Quando ebbi finito di leggere quelle poche righe, rimase ancora in
silenzio. Io ero meravigliato: quella lettera non conteneva niente di
straordinario. Era una delle numerosissime lettere che padre Pio
riceveva ogni giorno da parte di persone che chiedevano preghiere. A un
certo momento, padre Pio, alzando la testa e guardandomi con i suoi
occhi profondi mi disse: "Angiolino, a questo non si può dire di no".
Piegò di nuovo la testa sul petto e riprese a pregare. "Risalii in
macchina per tornare a Roma. Durante il viaggio continuavo a riflettere
su quella frase. Conoscevo padre Pio da anni. Ero abituato a vedere
intorno a lui le cose più incredibili. Sapevo che ogni sua parola aveva
sempre un profondo significato. Continuavo a chiedermi: Ma perché ha
detto: 'A questo non si può dire di no'?. Chi era quel vescovo polacco?
Io lavoravo in segreteria di Stato, ma non lo avevo mai sentito
nominare. Perché padre Pio aveva tanta stima di lui fino al punto da
pronunciare quella frase che dimostrava che era una persona
importantissima per lui? Arrivato a Roma chiesi ai miei colleghi se
conoscevano il vescovo Wojtyla, ma nessuno lo aveva mai sentito nominare". Dopo undici giorni, e precisamente il 28 novembre, Karol Wojtyla scrisse una nuova lettera a padre Pio: "Venerabile
padre, la donna abitante a Cracovia in Polonia, madre di quattro
ragazze, il giorno 21 novembre, prima dell'operazione chirurgica è
guarita all'improvviso.
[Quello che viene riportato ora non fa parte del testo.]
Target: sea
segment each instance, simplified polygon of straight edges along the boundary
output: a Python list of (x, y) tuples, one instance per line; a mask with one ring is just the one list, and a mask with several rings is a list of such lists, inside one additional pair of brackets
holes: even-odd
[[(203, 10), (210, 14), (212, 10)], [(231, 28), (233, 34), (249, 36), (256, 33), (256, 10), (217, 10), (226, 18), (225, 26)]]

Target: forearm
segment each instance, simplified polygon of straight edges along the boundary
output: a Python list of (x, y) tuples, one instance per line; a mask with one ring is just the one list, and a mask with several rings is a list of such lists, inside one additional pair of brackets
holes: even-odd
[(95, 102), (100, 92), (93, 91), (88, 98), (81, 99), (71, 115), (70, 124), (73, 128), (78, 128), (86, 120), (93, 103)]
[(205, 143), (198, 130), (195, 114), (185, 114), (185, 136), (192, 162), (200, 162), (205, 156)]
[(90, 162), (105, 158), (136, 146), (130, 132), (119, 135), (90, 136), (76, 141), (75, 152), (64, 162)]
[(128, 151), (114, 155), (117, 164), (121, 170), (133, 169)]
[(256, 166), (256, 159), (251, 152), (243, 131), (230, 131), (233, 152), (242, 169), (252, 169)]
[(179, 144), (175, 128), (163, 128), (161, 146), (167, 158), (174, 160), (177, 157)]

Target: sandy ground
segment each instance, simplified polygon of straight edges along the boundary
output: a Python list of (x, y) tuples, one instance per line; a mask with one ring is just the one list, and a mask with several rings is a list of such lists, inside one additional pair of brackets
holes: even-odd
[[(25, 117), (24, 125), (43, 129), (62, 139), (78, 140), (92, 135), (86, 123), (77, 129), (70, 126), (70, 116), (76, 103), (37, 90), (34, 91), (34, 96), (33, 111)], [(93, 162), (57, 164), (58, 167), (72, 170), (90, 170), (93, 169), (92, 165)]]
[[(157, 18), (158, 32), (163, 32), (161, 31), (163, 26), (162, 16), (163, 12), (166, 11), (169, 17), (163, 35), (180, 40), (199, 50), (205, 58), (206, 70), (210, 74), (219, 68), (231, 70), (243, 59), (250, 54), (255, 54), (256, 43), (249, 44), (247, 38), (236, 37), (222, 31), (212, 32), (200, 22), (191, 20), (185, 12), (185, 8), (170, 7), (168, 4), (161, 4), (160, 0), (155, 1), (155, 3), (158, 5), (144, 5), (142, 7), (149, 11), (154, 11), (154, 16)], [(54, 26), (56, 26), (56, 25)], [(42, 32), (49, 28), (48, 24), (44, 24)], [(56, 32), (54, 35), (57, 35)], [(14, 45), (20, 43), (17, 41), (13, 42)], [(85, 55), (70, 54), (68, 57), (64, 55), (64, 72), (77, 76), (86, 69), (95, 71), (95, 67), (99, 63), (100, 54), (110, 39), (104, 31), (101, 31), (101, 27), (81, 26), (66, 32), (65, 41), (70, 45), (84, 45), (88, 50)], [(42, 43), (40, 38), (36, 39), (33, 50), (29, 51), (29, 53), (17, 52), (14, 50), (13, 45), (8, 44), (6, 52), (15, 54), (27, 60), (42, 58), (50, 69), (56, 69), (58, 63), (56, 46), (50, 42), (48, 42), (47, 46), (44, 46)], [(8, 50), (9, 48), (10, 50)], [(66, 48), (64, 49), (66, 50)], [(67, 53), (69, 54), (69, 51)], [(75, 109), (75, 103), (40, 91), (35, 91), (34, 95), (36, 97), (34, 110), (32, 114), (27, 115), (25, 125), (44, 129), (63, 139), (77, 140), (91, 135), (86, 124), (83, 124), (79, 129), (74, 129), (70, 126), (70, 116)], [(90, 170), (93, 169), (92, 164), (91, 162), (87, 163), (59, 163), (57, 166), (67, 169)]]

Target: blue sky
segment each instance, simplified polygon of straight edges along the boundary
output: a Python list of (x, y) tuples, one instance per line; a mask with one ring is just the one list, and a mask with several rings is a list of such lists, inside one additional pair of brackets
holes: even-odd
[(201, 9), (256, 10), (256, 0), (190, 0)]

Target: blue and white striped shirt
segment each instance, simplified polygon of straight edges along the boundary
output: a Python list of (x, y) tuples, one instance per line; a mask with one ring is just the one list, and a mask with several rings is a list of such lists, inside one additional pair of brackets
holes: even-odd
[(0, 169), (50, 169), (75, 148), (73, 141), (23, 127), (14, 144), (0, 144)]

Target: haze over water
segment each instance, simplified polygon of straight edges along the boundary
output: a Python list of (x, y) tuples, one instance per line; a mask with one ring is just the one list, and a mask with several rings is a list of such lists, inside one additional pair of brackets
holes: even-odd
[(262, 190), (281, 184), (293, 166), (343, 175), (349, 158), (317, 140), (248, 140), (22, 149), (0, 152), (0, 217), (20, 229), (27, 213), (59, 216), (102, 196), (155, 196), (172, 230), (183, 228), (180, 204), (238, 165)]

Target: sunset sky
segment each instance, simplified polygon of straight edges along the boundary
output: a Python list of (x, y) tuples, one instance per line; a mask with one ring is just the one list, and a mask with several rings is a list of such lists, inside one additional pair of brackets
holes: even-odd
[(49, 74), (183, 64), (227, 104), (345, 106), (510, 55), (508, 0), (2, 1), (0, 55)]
Rendiamo grazia a Dio. E anche a te padre
venerabile porgo i più grandi ringraziamenti a nome della stessa donna,
di suo marito e di tutta la sua famiglia. In Cristo, Karol Wojtyla,
vescovo capitolare di Cracovia".
Questa
seconda lettera di Wojtyla è piena di gioia. Egli annuncia
l'incredibile fatto in forma sintetica, ma fornendo gli elementi precisi
per far comprendere che si trattava di un prodigio straordinario. La
guarigione della sua amica è avvenuta all'improvviso, mentre l'ammalata
si trovava in ospedale e stava per essere sottoposta all'intervento
chirurgico. Si tratta quindi di una guarigione avvenuta sotto gli occhi
dei medici, quindi sotto il controllo della scienza. Un vero e proprio
miracolo, che Wojtyla attribuisce, senza ombra di dubbio, all'intervento
di Dio ottenuto grazie alle preghiere di padre Pio.
Anche questa volta la lettera fu immediatamente consegnata ad Angelo
Battisti con l'incarico di portarla subito a San Giovanni Rotondo.
"Partii immediatamente perché anche quella volta, in Vaticano mi avevano
fatto una grande fretta" mi raccontò Battisti. "Arrivato a San Giovanni
Rotondo, entrai nella cella di padre Pio, gli feci vedere la lettera e
come al solito egli disse: "Apri e leggi". "Questa volta lessi con molta
curiosità anch'io, perché volevo sapere che cosa ci fosse ancora di
tanto importante, e sentendo quella notizia veramente straordinaria,
incredibile, guardai verso il Padre come per congratularmi con lui. Ma
padre Pio era immerso nella preghiera. Sembrava non avesse udito la mia
voce mentre leggevo la lettera. Attesi in silenzio che mi dicesse
qualcosa oppure che mi ordinasse di tornare a Roma. Dopo qualche minuto
il Padre disse: "Angelino,
conserva queste lettere, perché un giorno diventeranno importanti".
Tornai a Roma, tenni sempre con me quelle lettere, come mi aveva
ordinato padre Pio. Passarono sedici anni e mi ero quasi dimenticato di
averle. Ma la sera di lunedì 16 ottobre 1978, quando dalla loggia
centrale della Basilica di San Pietro sentii il cardinale Felici
annunciare al mondo il nome del nuovo Papa che era stato eletto al posto
di Giovanni Paolo I, mi venne quasi un colpo. Il nome era quello di
Karol Wojtyla. Quel vescovo polacco che mi aveva dato la lettera da
portare a padre Pio per chiedere la guarigione di una donna di Cracovia.
Pensai immediatamente alla frase di padre Pio. "A questo non si può
dire di no" e mi vennero le lacrime agli occhi."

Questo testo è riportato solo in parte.